我使用openpyxl加載工作簿,是否需要在打開下一個之前關閉它們?
這是我的代碼:
# -*- coding: utf-8 -*-
import os
from openpyxl import Workbook
import glob
import time
import csv
from time import gmtime,strftime
from openpyxl import load_workbook
folder = ''
conditions = 0
a = 0
flight_error = 0
condition_error = 0
typical_flight_error = 0
SP_error = 0
cond_numbers = []
with open('Conditions.csv','rb') as csv_name: # Abre el fichero csv donde estarán las equivalencias
csv_read = csv.reader(csv_name,delimiter='\t')
for reads in csv_read:
cond_numbers.append(reads)
flight_TF = []
with open('vuelo-TF.csv','rb') as vuelo_TF:
csv_read = csv.reader(vuelo_TF,delimiter=';')
for reads in csv_read:
flight_TF.append(reads)
excel_files = glob.glob('*.xlsx')
for excel in excel_files:
print "Leyendo excel: "+excel
wb = load_workbook(excel)
ws = wb.get_sheet_by_name('Control System')
flight = ws.cell('A7').value
typical_flight = ws.cell('B7').value
a = 0
for row in range(6,ws.get_highest_row()):
conditions = conditions + 1
value_flight = int(ws.cell(row=row,column=0).value)
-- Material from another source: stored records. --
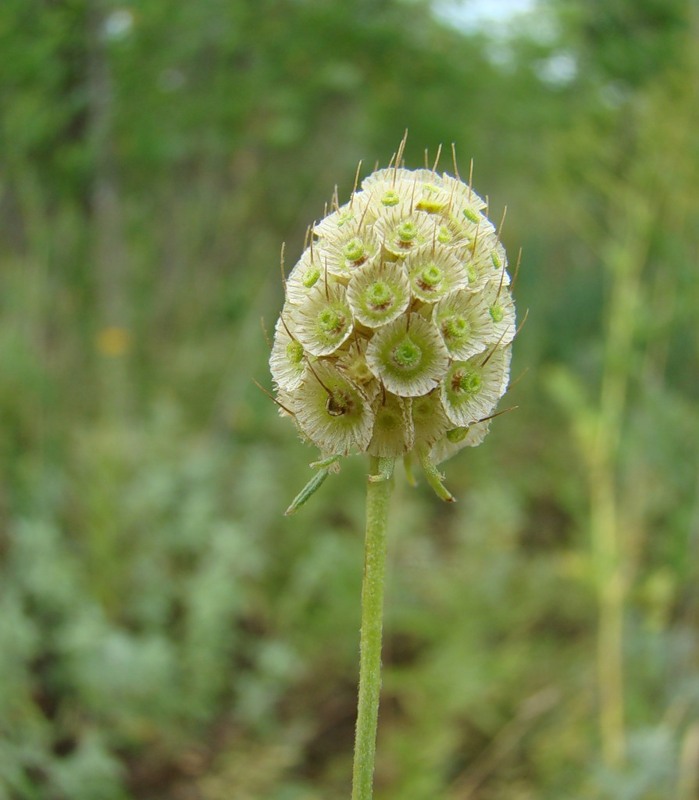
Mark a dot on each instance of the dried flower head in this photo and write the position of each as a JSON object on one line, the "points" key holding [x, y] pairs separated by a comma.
{"points": [[398, 320]]}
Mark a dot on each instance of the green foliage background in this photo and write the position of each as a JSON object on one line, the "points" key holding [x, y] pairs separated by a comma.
{"points": [[164, 631]]}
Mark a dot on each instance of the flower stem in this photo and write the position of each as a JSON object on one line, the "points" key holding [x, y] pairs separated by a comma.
{"points": [[378, 495]]}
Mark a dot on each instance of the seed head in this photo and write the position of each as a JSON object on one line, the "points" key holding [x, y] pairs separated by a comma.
{"points": [[398, 320]]}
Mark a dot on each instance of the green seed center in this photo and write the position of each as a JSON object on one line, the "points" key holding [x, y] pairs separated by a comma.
{"points": [[457, 435], [456, 329], [354, 250], [466, 382], [331, 321], [430, 276], [339, 403], [311, 276], [390, 198], [294, 352], [444, 235], [379, 296], [407, 354], [406, 232]]}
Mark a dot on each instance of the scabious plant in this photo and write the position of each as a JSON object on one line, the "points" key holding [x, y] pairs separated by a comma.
{"points": [[397, 325], [394, 340]]}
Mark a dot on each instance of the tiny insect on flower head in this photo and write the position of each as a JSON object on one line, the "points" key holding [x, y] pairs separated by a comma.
{"points": [[378, 293], [486, 262], [472, 388], [307, 273], [429, 419], [287, 362], [352, 363], [408, 356], [347, 251], [403, 230], [393, 433], [456, 439], [332, 411], [324, 320], [470, 322], [434, 273], [395, 337]]}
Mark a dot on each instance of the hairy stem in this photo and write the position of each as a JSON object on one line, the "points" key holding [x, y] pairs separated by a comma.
{"points": [[378, 495]]}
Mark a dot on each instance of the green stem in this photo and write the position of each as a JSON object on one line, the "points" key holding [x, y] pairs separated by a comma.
{"points": [[378, 495]]}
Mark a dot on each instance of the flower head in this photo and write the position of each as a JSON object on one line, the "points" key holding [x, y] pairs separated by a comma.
{"points": [[397, 326]]}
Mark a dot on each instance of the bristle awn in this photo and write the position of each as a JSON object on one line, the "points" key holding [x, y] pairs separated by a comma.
{"points": [[281, 265], [453, 158], [434, 477], [502, 222], [497, 414], [516, 273], [521, 324], [265, 332], [315, 375], [518, 378], [436, 161], [385, 470], [273, 398], [401, 149], [494, 349], [356, 183], [308, 491]]}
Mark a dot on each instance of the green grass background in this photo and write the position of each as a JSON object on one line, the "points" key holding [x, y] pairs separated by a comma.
{"points": [[165, 633]]}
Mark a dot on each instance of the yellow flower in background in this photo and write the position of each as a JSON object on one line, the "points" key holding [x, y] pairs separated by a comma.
{"points": [[113, 341]]}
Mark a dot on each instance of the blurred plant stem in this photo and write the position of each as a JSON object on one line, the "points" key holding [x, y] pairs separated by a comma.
{"points": [[378, 495], [108, 249], [623, 259]]}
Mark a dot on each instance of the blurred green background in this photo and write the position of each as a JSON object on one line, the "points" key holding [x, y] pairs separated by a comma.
{"points": [[164, 631]]}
value_TF = ws.cell(row=row,column=1).value
value_SP = int(ws.cell(row=row,column=4).value)
if value_flight == '':
break
if value_flight != flight:
flight_error = 1 # Si no todos los flight numbers dentro del vuelo son iguales
if value_TF != typical_flight:
typical_flight_error = 2 # Si no todos los typical flight dentro del vuelo son iguales
if value_SP != 100:
SP_error = 1
for cond in cond_numbers:
if int(flight) == int(cond[0]):
conds = int(cond[1])
if conds != int(conditions):
condition_error = 1 # Si el número de condiciones no se corresponde con el esperado
for vuelo_TF in flight_TF:
if int(vuelo_TF[0]) == int(flight):
TF = vuelo_TF[1]
if typical_flight != TF:
typical_flight_error = 1 # Si el vuelo no coincide con el respectivo typical flight
if flight_error == 1:
today = datetime.datetime.today()
time = today.strftime(" %Y-%m-%d %H.%M.%S")
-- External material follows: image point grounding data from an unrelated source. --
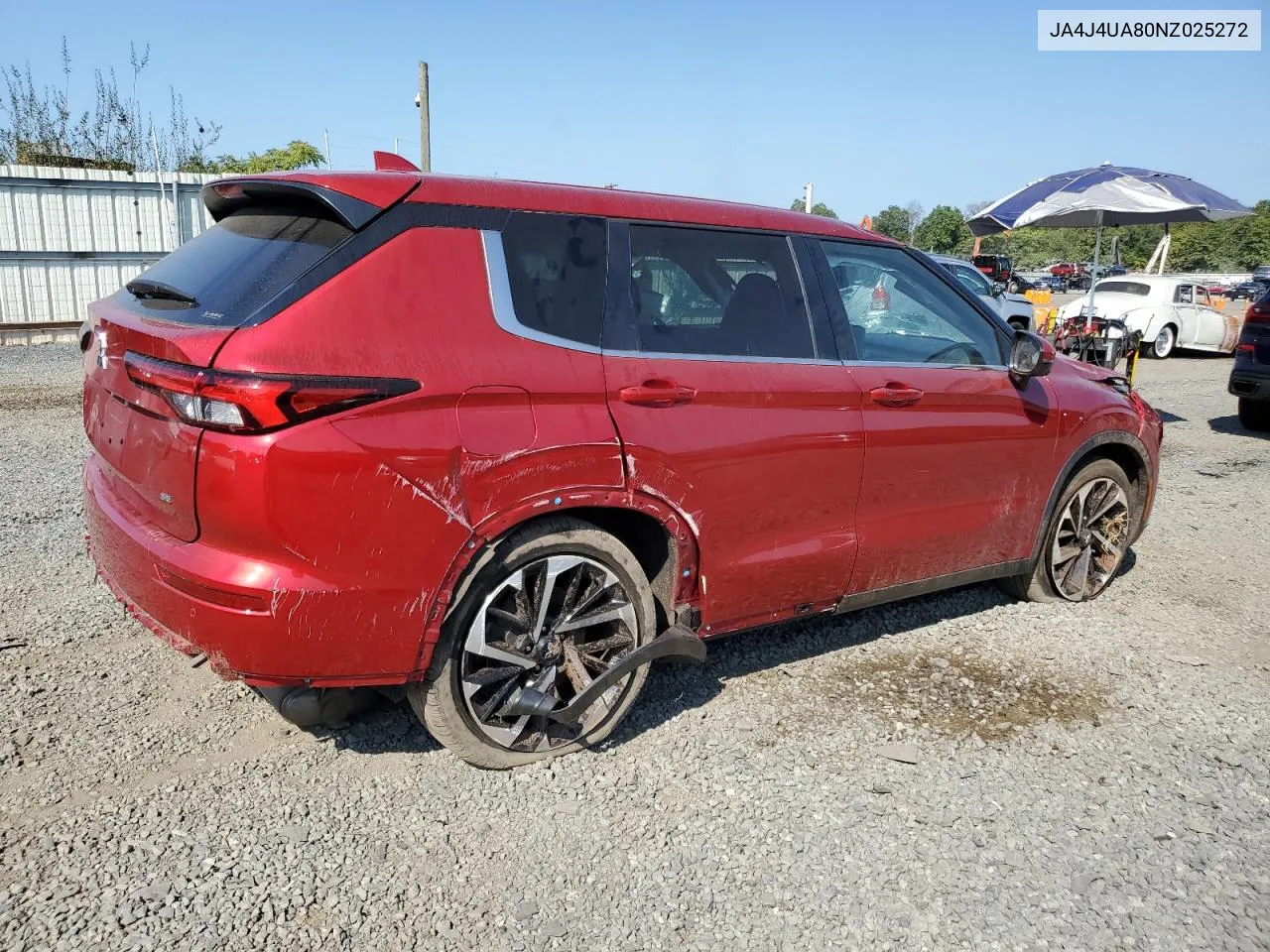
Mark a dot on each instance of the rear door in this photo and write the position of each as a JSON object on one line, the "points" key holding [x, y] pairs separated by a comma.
{"points": [[735, 413], [182, 309], [959, 457]]}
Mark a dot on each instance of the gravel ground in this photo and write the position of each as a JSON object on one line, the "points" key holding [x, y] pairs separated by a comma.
{"points": [[1082, 777]]}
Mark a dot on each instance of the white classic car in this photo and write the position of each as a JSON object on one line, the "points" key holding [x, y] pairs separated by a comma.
{"points": [[1170, 311]]}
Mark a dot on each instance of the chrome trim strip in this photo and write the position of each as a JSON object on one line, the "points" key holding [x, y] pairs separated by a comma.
{"points": [[817, 362], [500, 298], [729, 358]]}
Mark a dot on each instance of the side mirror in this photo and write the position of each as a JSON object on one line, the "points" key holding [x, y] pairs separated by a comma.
{"points": [[1030, 356]]}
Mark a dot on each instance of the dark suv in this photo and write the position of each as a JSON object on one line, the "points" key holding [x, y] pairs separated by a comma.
{"points": [[998, 268], [1250, 377]]}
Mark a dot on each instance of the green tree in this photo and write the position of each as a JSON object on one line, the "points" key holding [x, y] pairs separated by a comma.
{"points": [[39, 125], [821, 208], [892, 221], [942, 231], [296, 155]]}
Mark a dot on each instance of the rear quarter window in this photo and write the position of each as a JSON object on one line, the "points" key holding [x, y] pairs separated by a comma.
{"points": [[234, 268], [557, 268]]}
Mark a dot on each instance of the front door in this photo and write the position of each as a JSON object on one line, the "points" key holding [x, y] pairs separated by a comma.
{"points": [[726, 412], [959, 457]]}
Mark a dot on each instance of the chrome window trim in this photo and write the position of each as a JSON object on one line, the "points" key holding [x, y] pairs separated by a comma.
{"points": [[816, 362], [738, 358], [933, 366], [500, 298], [729, 358]]}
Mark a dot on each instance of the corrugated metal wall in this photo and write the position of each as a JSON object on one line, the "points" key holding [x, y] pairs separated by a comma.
{"points": [[68, 236]]}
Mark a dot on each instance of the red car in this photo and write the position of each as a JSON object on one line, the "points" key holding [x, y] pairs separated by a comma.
{"points": [[495, 445]]}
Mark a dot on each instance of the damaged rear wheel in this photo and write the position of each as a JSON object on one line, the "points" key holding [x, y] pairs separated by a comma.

log = open('log.txt','aw')
message = time+': Los flight numbers del vuelo '+str(flight)+' no coinciden.\n'
log.write(message)
log.close()
flight_error = 0
if condition_error == 1:
today = datetime.datetime.today()
time = today.strftime(" %Y-%m-%d %H.%M.%S")
log = open('log.txt','aw')
message = time+': El número de condiciones del vuelo '+str(flight)+' no coincide. Condiciones esperadas: '+str(int(conds))+'. Condiciones obtenidas: '+str(int(conditions))+'.\n'
log.write(message)
log.close()
condition_error = 0
if typical_flight_error == 1:
today = datetime.datetime.today()
time = today.strftime(" %Y-%m-%d %H.%M.%S")
log = open('log.txt','aw')
message = time+': El vuelo '+str(flight)+' no coincide con el typical flight. Typical flight respectivo: '+TF+'. Typical flight obtenido: '+typical_flight+'.\n'
log.write(message)
log.close()
typical_flight_error = 0
if typical_flight_error == 2:
today = datetime.datetime.today()
time = today.strftime(" %Y-%m-%d %H.%M.%S")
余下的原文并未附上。